Senior administration officials have telegraphed that a series of concrete tax proposals will play a key role in Obama's 2014 budget proposal, which is due out Wednesday.
The White House has also signaled that Obama will propose cuts to entitlement spending. Overall, officials say, his proposed spending cuts and revenue increases would reduce deficits by $1.8 trillion. Of that, $1.2 trillion would replace the forced budget cuts that went into effect on March 1.
The president's budget, which comes after the Senate and House have each passed separate and very different 2014 budget frameworks, is not expected to be enacted.
In fact, it has already drawn fire from the right and the left: Republicans, who agreed to roughly $600 billion in revenue increases in the fiscal cliff deal at the start of the year, have signaled they'll reject his tax proposals, at least not without far more significant spending cuts. And some Democrats and entitlement advocacy groups have blasted a measure he will propose that would result in smaller-than-promised Social Security benefits.
But the plan lays the marker for what Obama will seek in tax increases when he negotiates with Congress later this year.
Some of the tax measures Obama will unveil formally on Wednesday will resemble his previous proposals, and in most cases, they will be aimed at the wealthy.
Impose new limit on tax-deferred retirement accounts: Among his new tax measures, Obama will propose setting a $3 million limit on an individual's savings balance across IRAs and other tax-preferred retirement accounts.
A $3 million balance could finance an annuity of $205,000 per year in retirement, according to senior administration officials, who added that the proposal could raise an estimated $9 billion over a decade.
It's unclear how the proposal would be implemented. For instance, what would happen if a balance exceeds $3 million for a short while, but then falls below $3 million?
But in theory, "the logic of such a proposal makes sense: We want to encourage people to save for retirement but that should not be open-ended. Rich folks don't need government subsidies to encourage and enable them to save for retirement," said Roberton Williams of the Tax Policy Center.
Add new tax on cigarettes and other tobacco products: To fund expanded access to pre-K education, an idea floated in the president's State of the Union address, Obama will propose a new federal tax on cigarette and other tobacco products.
It won't be the first time. In 2009, he signed into law a federal tax increase on cigarettes to help pay for an expansion of the State Children's Health Insurance Program, which provides health care for 8 million children.
Change how inflation is measured: Obama has already gotten a torrent of criticism from the left for supporting a switch to chained CPI, which is a new way to measure inflation that will reduce projected federal spending by slowing the growth in federal benefits that are annually adjusted for cost of living.

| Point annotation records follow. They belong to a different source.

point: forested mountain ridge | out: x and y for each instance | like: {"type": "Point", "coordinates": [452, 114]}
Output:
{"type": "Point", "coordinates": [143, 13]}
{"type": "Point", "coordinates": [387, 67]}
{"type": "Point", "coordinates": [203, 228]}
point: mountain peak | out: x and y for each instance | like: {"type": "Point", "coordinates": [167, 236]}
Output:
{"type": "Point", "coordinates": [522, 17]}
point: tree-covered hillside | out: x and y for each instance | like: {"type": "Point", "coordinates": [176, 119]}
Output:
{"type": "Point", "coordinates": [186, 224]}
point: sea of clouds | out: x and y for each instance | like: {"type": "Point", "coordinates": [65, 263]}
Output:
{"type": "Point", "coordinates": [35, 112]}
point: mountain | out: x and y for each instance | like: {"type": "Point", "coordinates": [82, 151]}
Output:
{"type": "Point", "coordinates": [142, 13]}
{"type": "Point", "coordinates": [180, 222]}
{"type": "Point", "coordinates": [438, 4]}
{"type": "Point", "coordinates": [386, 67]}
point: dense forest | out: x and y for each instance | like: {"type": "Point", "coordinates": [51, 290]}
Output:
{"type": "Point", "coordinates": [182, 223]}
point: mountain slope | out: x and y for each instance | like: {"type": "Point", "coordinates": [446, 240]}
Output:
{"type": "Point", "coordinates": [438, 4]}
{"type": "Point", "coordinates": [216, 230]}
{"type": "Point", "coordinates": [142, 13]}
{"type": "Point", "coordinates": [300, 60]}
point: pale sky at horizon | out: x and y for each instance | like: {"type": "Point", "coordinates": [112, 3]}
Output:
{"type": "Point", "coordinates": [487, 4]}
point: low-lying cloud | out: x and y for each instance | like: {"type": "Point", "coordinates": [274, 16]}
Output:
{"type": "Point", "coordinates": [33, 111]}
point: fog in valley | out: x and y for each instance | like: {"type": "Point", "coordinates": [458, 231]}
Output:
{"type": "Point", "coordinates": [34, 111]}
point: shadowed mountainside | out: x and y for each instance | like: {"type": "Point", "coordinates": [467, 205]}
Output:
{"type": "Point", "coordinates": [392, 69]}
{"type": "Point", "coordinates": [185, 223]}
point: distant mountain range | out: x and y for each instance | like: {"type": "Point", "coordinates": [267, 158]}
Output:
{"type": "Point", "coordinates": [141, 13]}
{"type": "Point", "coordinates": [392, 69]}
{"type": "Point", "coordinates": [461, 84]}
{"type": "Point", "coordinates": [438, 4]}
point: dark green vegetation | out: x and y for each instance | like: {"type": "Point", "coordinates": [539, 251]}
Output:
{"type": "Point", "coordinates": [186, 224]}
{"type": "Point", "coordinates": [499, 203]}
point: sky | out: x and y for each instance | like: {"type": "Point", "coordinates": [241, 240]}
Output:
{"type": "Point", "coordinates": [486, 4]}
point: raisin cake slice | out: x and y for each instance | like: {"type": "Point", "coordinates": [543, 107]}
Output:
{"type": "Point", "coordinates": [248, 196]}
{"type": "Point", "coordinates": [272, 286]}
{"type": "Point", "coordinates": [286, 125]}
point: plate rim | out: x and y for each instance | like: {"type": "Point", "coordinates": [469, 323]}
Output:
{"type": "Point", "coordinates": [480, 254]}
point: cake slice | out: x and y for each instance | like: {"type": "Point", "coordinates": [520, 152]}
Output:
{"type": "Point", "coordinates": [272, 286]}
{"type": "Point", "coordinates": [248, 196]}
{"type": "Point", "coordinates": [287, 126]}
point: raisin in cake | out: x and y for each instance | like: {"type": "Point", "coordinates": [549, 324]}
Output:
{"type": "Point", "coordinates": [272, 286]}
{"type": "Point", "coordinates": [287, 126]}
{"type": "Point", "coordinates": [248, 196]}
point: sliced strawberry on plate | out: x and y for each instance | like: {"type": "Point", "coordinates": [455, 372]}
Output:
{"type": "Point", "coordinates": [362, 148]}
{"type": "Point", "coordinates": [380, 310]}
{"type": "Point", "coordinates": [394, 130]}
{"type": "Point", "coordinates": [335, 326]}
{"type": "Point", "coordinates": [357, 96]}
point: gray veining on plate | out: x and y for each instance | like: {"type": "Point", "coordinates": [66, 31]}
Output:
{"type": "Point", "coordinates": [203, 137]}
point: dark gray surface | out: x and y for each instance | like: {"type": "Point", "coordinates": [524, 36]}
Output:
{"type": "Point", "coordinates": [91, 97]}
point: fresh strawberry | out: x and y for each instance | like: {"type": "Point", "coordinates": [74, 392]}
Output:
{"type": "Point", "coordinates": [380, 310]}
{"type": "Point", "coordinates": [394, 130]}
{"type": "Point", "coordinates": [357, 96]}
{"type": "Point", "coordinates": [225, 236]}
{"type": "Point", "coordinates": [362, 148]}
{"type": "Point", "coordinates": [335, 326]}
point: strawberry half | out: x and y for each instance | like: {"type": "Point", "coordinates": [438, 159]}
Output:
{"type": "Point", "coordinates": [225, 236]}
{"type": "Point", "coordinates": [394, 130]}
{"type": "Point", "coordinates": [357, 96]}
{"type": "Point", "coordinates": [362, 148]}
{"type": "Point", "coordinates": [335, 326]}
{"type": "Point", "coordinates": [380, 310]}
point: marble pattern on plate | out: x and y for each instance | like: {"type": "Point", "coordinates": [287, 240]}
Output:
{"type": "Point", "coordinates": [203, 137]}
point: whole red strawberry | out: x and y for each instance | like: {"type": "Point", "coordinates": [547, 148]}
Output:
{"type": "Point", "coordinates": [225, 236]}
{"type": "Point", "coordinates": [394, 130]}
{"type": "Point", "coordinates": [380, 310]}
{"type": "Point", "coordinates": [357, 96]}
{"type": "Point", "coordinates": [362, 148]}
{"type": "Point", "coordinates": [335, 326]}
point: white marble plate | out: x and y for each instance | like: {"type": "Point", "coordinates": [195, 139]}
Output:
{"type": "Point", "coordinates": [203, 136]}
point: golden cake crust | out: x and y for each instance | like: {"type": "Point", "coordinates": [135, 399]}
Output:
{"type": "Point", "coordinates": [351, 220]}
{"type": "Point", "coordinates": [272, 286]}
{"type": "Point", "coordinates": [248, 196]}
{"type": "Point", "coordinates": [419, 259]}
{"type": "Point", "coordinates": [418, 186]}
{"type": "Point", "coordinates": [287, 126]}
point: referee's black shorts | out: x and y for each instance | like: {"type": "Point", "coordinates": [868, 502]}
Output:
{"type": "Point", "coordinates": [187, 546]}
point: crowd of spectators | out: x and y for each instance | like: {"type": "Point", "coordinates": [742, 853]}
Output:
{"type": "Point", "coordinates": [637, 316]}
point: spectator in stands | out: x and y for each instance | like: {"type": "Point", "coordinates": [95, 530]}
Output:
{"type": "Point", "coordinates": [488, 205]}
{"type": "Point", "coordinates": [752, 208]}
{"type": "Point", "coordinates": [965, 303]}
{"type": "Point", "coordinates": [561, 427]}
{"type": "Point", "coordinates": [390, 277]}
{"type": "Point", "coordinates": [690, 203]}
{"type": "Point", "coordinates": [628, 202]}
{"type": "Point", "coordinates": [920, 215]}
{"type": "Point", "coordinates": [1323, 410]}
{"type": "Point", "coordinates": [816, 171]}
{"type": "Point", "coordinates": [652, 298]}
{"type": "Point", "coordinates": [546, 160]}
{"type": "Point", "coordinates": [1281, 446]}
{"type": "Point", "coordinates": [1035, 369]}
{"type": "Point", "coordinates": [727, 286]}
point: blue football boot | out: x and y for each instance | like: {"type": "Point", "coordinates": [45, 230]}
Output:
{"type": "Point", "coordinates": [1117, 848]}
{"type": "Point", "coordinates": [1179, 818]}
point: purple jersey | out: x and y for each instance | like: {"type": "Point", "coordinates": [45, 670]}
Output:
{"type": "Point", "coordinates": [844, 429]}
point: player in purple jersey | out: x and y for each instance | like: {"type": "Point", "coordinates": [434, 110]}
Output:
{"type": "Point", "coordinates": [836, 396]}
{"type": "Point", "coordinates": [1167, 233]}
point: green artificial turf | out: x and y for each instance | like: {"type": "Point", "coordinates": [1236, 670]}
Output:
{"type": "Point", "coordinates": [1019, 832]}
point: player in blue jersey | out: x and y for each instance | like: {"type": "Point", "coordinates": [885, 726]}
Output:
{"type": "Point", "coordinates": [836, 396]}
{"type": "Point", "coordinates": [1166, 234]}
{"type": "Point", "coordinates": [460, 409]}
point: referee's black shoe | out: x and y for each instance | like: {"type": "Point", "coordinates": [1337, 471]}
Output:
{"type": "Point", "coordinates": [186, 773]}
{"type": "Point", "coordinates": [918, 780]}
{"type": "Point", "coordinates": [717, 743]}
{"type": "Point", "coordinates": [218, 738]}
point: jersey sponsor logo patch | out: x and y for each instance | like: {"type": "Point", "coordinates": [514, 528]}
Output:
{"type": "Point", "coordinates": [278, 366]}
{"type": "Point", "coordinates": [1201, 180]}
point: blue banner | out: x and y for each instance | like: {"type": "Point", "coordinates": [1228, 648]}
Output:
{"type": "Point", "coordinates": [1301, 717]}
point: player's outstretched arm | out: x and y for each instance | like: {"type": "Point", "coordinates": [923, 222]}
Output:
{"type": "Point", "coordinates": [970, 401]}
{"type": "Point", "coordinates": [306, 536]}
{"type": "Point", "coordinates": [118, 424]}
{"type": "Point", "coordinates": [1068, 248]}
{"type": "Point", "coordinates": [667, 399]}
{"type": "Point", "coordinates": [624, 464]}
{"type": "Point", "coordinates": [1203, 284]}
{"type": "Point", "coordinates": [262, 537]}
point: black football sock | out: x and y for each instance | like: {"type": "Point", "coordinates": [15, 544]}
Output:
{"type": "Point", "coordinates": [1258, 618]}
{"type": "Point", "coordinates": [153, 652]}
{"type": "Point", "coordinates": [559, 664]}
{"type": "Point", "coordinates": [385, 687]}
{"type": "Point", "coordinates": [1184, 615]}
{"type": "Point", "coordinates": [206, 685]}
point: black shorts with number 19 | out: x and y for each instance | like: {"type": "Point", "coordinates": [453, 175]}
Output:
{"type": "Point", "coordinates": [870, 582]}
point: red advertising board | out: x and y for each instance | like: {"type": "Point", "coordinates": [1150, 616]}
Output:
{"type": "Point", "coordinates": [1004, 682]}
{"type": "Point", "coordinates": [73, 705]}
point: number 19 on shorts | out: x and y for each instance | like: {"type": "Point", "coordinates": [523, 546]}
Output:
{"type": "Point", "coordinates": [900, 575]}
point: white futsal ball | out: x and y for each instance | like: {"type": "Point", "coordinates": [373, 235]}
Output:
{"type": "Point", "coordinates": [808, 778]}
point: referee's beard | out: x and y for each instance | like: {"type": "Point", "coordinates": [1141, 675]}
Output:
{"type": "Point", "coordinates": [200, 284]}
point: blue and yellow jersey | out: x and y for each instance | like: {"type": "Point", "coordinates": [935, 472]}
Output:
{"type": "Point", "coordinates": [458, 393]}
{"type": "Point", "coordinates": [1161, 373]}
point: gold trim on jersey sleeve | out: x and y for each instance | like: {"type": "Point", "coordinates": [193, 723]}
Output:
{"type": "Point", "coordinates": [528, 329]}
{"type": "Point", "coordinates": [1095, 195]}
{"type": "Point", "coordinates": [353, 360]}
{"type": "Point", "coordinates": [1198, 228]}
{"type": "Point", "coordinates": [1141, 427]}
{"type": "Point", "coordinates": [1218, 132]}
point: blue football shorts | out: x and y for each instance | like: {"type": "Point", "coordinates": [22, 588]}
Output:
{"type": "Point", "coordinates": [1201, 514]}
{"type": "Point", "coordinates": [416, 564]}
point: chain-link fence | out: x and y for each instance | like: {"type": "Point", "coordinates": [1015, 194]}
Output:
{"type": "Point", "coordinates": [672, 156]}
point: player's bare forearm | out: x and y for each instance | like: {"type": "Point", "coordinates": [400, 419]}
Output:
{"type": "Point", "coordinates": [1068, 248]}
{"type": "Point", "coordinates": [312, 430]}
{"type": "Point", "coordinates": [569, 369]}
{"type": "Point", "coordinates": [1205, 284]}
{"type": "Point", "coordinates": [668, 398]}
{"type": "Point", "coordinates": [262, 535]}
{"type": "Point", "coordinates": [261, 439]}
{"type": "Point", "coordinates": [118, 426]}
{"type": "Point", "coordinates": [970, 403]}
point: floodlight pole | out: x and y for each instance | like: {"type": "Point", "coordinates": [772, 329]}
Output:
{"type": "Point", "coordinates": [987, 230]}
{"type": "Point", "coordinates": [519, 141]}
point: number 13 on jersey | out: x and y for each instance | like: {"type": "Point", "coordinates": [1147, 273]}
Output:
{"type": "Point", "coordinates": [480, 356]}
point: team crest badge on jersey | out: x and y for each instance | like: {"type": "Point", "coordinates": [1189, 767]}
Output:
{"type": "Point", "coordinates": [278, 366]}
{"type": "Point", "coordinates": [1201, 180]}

But chained CPI would also raise more revenue, since many parts of the tax code are adjusted for inflation every year, including income tax brackets, the standard deduction, phase-out levels for tax credits and contribution limits to 401(k)s.
In President Obama's fiscal cliff negotiations with House Speaker John Boehner, he supported a switch to chained CPI, which the White House estimated would raise about $100 billion in revenue alone.
The Tax Policy Center estimates that by 2020, the use of chained CPI could mean an average tax increase of $311 among the nearly 81 percent of households that would see a tax increase.
Cap value of itemized deductions: The president again will call for limiting the value of itemized deductions and exclusions for high-income households.
Normally a taxpayer multiplies her top tax rate by the amount of a deduction to calculate the taxes saved. But Obama would cap that rate at 28%, which is below the top two income tax rates. So someone in the 39.6% bracket today would save $39.60 on a $100 deduction. Under Obama's proposal, she would save $28.
Raise tax rate on investment fund manager income: Managers of private equity, venture capital and hedge funds are taxed 20% on the portion of their compensation known as carried interest, essentially paying the long-term capital gain rate.
Obama would like carried interest to be treated as ordinary income, which means those managers would pay a rate as high as 39.6%, or more than 2.5 times the rate they pay now.
Close 'loopholes': Any number of proposals may fall under this favorite catch-all phrase of politicians.
Often topping the president's loophole list are tax breaks that benefit oil and gas companies. So it will come as no surprise if he once again calls for their repeal or modification.